Fig. 4.. Combining synthetic morphogen interpretation circuits to engineer multidomain spatial patterns.

(A and B) Programming two-domain pattern by combining positive feedback circuit with opposing morphogen and inhibitor poles. Morphogen pole (X) has 3 × 10⁴ GFP-secreting cells; the body has a 50:50 mixture of anchor cells and receiver cells with positive feedback (used in Fig. 3B) (1.5 × 10⁴ total cells); and the inhibitor pole (Y) has 2 × 10⁴ anti-GFP inhibitor–secreting cells. Images were taken by incucyte at 120 hours (movie S1). See fig. S8B for variant circuits. (C and D) Programming three-domain pattern.
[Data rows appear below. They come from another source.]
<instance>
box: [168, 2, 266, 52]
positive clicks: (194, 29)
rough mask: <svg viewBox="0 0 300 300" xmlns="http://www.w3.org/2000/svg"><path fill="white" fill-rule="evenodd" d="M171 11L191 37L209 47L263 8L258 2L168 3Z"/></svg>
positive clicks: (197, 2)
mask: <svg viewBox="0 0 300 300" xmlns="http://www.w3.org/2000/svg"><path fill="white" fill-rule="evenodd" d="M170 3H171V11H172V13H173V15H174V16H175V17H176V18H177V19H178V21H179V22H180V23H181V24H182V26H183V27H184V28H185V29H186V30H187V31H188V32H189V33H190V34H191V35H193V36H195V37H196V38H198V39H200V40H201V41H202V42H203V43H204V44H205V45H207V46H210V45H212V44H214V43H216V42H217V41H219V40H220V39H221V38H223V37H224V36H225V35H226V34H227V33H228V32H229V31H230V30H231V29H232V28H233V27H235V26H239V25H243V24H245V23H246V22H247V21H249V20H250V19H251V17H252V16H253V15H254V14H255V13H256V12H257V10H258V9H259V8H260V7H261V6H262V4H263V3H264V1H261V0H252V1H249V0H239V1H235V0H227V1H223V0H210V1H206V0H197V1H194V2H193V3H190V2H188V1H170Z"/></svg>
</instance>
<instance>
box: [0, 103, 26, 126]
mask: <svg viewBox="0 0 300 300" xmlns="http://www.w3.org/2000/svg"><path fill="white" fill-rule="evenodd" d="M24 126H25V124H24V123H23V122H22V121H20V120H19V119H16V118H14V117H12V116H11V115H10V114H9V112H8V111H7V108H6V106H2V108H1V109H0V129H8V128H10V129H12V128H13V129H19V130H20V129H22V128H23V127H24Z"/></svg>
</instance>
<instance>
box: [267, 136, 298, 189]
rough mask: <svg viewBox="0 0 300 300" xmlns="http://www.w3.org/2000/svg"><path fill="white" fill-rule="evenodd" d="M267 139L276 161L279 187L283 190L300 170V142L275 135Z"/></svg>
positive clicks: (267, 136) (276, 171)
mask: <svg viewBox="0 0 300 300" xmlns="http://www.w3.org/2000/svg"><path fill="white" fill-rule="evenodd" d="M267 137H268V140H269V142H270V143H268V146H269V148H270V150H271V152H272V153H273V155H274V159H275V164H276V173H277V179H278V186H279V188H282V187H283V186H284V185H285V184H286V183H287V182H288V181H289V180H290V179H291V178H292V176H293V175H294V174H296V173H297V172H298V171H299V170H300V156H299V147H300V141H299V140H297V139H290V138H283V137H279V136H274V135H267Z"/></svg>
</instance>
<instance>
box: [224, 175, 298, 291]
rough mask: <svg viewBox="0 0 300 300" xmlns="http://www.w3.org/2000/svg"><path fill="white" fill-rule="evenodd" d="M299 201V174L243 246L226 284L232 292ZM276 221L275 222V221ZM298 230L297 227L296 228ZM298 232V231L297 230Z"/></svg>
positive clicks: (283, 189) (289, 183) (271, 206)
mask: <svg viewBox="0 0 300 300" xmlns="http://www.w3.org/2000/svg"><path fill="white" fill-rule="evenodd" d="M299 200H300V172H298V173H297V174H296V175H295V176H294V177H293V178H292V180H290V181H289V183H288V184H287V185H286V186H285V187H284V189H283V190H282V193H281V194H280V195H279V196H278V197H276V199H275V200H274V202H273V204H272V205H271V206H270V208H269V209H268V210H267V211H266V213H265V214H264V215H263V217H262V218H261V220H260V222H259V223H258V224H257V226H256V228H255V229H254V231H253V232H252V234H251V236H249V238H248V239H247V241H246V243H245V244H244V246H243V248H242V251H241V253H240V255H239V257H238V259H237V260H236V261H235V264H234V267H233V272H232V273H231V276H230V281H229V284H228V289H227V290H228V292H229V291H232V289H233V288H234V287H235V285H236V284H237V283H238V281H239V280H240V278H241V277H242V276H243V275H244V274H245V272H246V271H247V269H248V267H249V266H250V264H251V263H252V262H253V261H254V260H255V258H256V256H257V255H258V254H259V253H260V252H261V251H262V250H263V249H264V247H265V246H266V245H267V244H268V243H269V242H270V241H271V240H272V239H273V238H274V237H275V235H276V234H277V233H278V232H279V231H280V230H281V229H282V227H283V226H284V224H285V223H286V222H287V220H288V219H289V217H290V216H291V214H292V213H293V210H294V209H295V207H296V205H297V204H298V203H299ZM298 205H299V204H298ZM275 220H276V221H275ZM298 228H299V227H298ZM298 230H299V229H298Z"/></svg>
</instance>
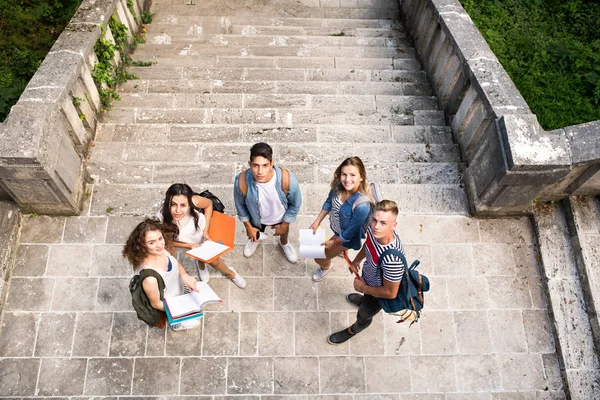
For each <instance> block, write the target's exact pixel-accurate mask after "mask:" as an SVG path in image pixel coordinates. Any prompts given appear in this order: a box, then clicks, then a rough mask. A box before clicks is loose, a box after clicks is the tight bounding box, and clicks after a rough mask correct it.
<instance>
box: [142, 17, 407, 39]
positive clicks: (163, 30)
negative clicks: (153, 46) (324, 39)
mask: <svg viewBox="0 0 600 400" xmlns="http://www.w3.org/2000/svg"><path fill="white" fill-rule="evenodd" d="M386 22H387V21H386ZM374 26H375V24H374ZM147 29H148V31H147V37H158V36H160V35H164V36H162V38H163V39H162V40H163V41H168V40H169V38H170V36H171V35H186V36H189V37H198V38H201V37H205V35H208V36H209V37H211V36H214V35H227V36H229V35H240V36H245V37H254V36H257V37H258V36H261V35H266V36H271V37H272V36H296V37H306V39H305V40H307V41H312V40H313V39H316V40H318V38H320V37H337V38H344V37H357V38H390V39H403V38H406V37H407V34H406V31H405V29H404V27H403V26H402V25H400V24H398V23H395V24H393V25H389V26H388V25H386V27H371V28H350V27H347V26H338V25H336V26H332V27H328V26H308V27H303V26H284V25H247V24H243V25H223V26H221V25H219V24H210V23H209V24H202V23H198V22H197V21H192V22H190V23H188V24H177V25H174V24H164V23H163V24H161V23H157V24H155V23H152V24H151V25H148V28H147ZM158 40H161V39H158Z"/></svg>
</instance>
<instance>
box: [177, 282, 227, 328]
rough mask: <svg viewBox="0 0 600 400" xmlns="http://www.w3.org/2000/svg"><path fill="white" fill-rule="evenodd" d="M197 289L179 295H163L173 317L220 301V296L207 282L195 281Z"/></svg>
mask: <svg viewBox="0 0 600 400" xmlns="http://www.w3.org/2000/svg"><path fill="white" fill-rule="evenodd" d="M196 287H197V288H198V291H197V292H196V291H195V290H194V291H191V292H190V293H186V294H182V295H180V296H171V297H165V304H166V305H167V307H168V308H169V312H170V314H171V316H172V317H173V319H176V318H181V317H183V316H186V315H190V314H193V313H197V312H199V311H202V306H203V305H205V304H207V303H213V302H221V298H220V297H219V296H218V295H217V294H216V293H215V291H214V290H212V288H211V287H210V286H208V284H206V283H204V282H196Z"/></svg>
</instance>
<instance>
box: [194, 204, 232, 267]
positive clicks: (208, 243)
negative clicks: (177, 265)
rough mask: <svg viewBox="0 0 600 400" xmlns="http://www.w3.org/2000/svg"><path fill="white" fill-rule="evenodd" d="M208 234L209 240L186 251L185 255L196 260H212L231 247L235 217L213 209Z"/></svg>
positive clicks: (220, 254) (224, 252)
mask: <svg viewBox="0 0 600 400" xmlns="http://www.w3.org/2000/svg"><path fill="white" fill-rule="evenodd" d="M208 236H209V237H210V239H211V240H207V241H206V242H204V243H202V244H201V245H200V246H198V247H195V248H193V249H191V250H189V251H187V252H186V253H185V255H186V256H188V257H191V258H195V259H196V260H200V261H204V262H212V261H213V260H215V259H216V258H217V257H219V256H220V255H221V254H223V253H225V252H228V251H229V250H231V249H233V242H234V239H235V218H233V217H232V216H230V215H225V214H222V213H220V212H218V211H213V214H212V218H211V221H210V229H209V230H208Z"/></svg>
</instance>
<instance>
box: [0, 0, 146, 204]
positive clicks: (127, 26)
mask: <svg viewBox="0 0 600 400" xmlns="http://www.w3.org/2000/svg"><path fill="white" fill-rule="evenodd" d="M148 3H149V1H148V0H134V2H133V5H134V10H135V11H136V12H135V14H136V15H135V17H134V16H133V15H132V14H131V13H130V11H129V10H128V8H127V1H126V0H83V2H82V4H81V6H80V7H79V8H78V9H77V11H76V12H75V15H74V16H73V18H72V19H71V21H70V23H69V24H68V25H67V27H66V28H65V30H64V32H63V33H62V34H61V35H60V36H59V38H58V40H57V41H56V43H55V44H54V46H53V47H52V49H51V50H50V52H49V53H48V55H47V56H46V58H45V59H44V61H43V62H42V64H41V66H40V68H39V69H38V71H37V72H36V73H35V75H34V76H33V78H32V79H31V80H30V82H29V84H28V85H27V87H26V88H25V91H24V92H23V94H22V95H21V97H20V99H19V101H18V102H17V104H16V105H14V106H13V107H12V109H11V112H10V114H9V115H8V117H7V118H6V120H5V121H4V122H3V123H2V124H0V198H3V197H10V198H12V199H13V200H14V201H15V202H16V203H17V204H18V205H19V206H20V207H21V208H22V210H23V211H24V212H37V213H40V214H77V213H78V212H79V211H80V208H81V204H82V199H83V197H84V192H85V184H86V180H87V176H86V172H85V168H84V162H85V157H86V154H87V149H88V146H89V144H90V141H91V140H92V139H93V137H94V133H95V128H96V120H97V114H98V112H99V111H100V109H101V103H100V97H99V94H98V90H97V88H96V85H95V83H94V81H93V79H92V75H91V74H92V71H93V67H94V64H95V63H96V62H97V58H96V55H95V53H94V44H95V43H96V41H97V40H98V38H99V37H100V35H101V34H102V31H103V29H104V28H105V34H106V36H107V37H108V38H112V35H111V33H110V29H109V27H108V26H107V23H108V21H109V19H110V17H111V15H112V14H113V13H115V11H116V13H115V14H116V16H117V19H118V20H119V21H120V22H121V23H123V24H125V25H126V26H127V28H128V32H129V34H130V35H131V32H137V31H138V30H139V27H140V26H141V12H140V11H141V10H144V9H148V7H149V4H148ZM75 98H78V99H84V101H76V102H74V101H73V100H74V99H75ZM75 104H77V105H75ZM82 115H85V118H82V117H81V116H82Z"/></svg>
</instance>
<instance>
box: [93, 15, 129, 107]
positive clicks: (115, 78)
mask: <svg viewBox="0 0 600 400" xmlns="http://www.w3.org/2000/svg"><path fill="white" fill-rule="evenodd" d="M108 26H109V28H110V31H111V33H112V35H113V38H114V40H115V43H112V42H111V41H110V40H108V39H106V37H105V33H106V31H105V30H103V31H102V36H101V37H100V38H99V39H98V41H97V42H96V44H95V45H94V52H95V53H96V57H97V58H98V62H97V63H96V65H94V71H93V72H92V77H93V78H94V81H95V82H96V86H97V87H98V93H99V94H100V101H101V102H102V106H103V108H104V110H108V109H110V107H111V102H112V101H113V100H120V99H121V98H120V97H119V93H118V92H117V90H116V88H117V85H118V84H120V83H123V82H125V81H127V80H131V79H138V77H137V76H135V75H134V74H132V73H129V72H127V66H128V65H129V64H130V63H131V57H129V44H128V43H127V26H126V25H124V24H122V23H120V22H119V21H118V20H117V18H116V17H115V16H114V15H113V16H112V17H111V19H110V20H109V22H108ZM116 52H119V54H120V57H121V62H120V63H119V65H118V66H116V67H115V66H114V65H113V59H114V57H115V54H116Z"/></svg>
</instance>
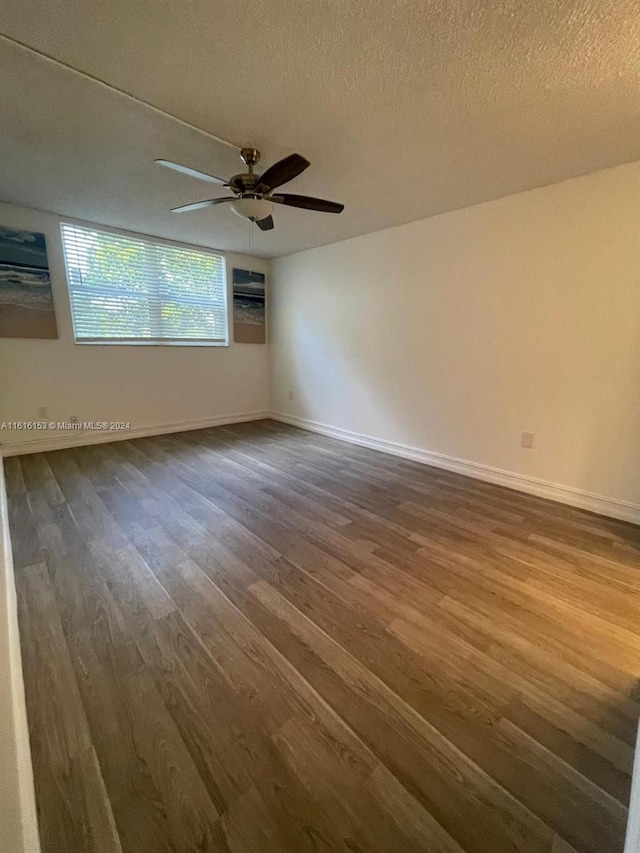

We combined the two-morphogen cascade and positive feedback circuit with opposing morphogen and inhibitor poles. The body contains two types of cells: Cell A expresses anti-mCherry synNotch that induces BFP reporter and GFP morphogen (mCherry-PNE→GFP cascade), and cell B expresses anti-GFP LaG17 synNotch that induces expression of GFP morphogen (GFP→GFP positive feedback). See materials and methods for details. Image was taken at 96 hours by In Cell Analyzer 6000 (movie S2). IFP, infrared fluorescent protein.